2009・3・14(土)関西二期会 ブリテン:「ルクリーシア」

  アルカイックホール・オクト(尼崎)

 原題は「The Rape of Lucretia」。一般には「ルクリーシアの凌辱」という訳語で知られているが、言葉がいまどき解り難いからか、あるいは世間体を慮った(?)のか、今回は「ルクリーシア」のみの表記で上演されていた。
 もちろん筋書きが変えられたわけではない。演出(中村敬一)は、レイプ場面をシルエットも利用してちゃんと(?)描く。といっても最近流行の過激演出に比べれば至極穏便なものだが、この程度で充分だろう。こんなシーンをリアルにやられてはたまったものではない。

 ただ、ラストシーンでルクリーシアを十字架上のキリストとして描く発想は、少々安易に過ぎないか、と思う。
 もちろんこの台本が、エトルリア人の暴虐の犠牲となった彼女をキリストになぞらえて悼むという形を採っていることは承知している。
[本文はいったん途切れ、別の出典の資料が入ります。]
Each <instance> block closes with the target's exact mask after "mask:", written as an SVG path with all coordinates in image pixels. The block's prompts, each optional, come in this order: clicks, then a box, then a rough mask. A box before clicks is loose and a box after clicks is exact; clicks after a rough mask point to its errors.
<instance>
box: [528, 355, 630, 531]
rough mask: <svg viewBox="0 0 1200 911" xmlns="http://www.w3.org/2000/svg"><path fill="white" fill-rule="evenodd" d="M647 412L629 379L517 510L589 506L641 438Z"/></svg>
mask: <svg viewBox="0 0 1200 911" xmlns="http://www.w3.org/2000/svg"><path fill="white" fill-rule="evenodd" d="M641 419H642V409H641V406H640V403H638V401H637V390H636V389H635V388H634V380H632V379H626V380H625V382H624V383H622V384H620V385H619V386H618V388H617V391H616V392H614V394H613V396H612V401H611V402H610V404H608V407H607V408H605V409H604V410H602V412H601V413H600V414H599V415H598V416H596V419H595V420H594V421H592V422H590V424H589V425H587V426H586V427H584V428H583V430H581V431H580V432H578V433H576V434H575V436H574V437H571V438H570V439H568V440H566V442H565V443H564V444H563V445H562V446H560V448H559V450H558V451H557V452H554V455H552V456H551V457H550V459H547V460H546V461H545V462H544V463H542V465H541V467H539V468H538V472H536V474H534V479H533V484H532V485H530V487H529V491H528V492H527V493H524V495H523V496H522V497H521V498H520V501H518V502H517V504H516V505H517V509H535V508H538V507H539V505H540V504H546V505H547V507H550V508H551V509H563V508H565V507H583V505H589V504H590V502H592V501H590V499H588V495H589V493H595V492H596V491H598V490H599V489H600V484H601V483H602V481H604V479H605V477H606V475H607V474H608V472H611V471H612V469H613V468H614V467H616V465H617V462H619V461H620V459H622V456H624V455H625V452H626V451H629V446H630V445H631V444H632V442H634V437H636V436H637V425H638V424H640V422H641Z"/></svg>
が、本来これは古代ローマを舞台とした物語なのであり、にもかかわらず幕切れに至って突然キリスト教の思想に切り変わるという、非常に我田引水的な、木に竹を接いだような結末に仕立て上げられているという見方も拭えないからだ。今回の演出は、台本をきわめて忠実に踏襲したもの、ということになる。

 舞台装置(野崎みどり)はカーテンを使ったシンプルなもので、室内オペラとしての性格からすれば、これもさほど不足を感じない。

 演奏は、奥村哲也指揮のエウフォニカ管弦楽団(13人編成)。もう少し響きに溶け合いが欲しいところだが、この作曲者独特の音色――曖昧な表現だが、「そう、ブリテン!」と感じるあの名状しがたい響きである――が紛れもなく随所に聴き取れたことは事実であった。
 歌手陣はダブルキャストの第2日組で、みんな健闘。油井宏隆(悪役タキニアス)と大西信太郎(将軍ジュニアス)はイケメンで舞台姿も映えるし、歌唱に更なる研鑽を積んでオペラ界のスターになって欲しい。西村薫(ルクリーシア)も同様、いい雰囲気を持っている。

 滅多にやられないオペラゆえに上演の意義は充分だし、しかも良心的なプロダクションで、それなりの成果を収めたのではなかろうか。ブリテンのオペラは、関西では昨年秋にカレッジハウス・オペラが「真夏の夜の夢」を上演しているし、今年5月にはいずみホールが「カーリュウ・リヴァー」(原作の「隅田川」との2本立上演)をやることになっている。ちょっとしたブームか。

 JRの大阪から尼崎までは170円なのに、帰りに阪神電車を利用したら尼崎駅から梅田駅まで230円――この差に首をひねる。しかし、久しぶりに訪れた阪神の尼崎駅前が見違えるようにきれいになっているのには感動した。大阪のホテルに一泊、明日はびわ湖の「トゥーランドット」を観てみよう。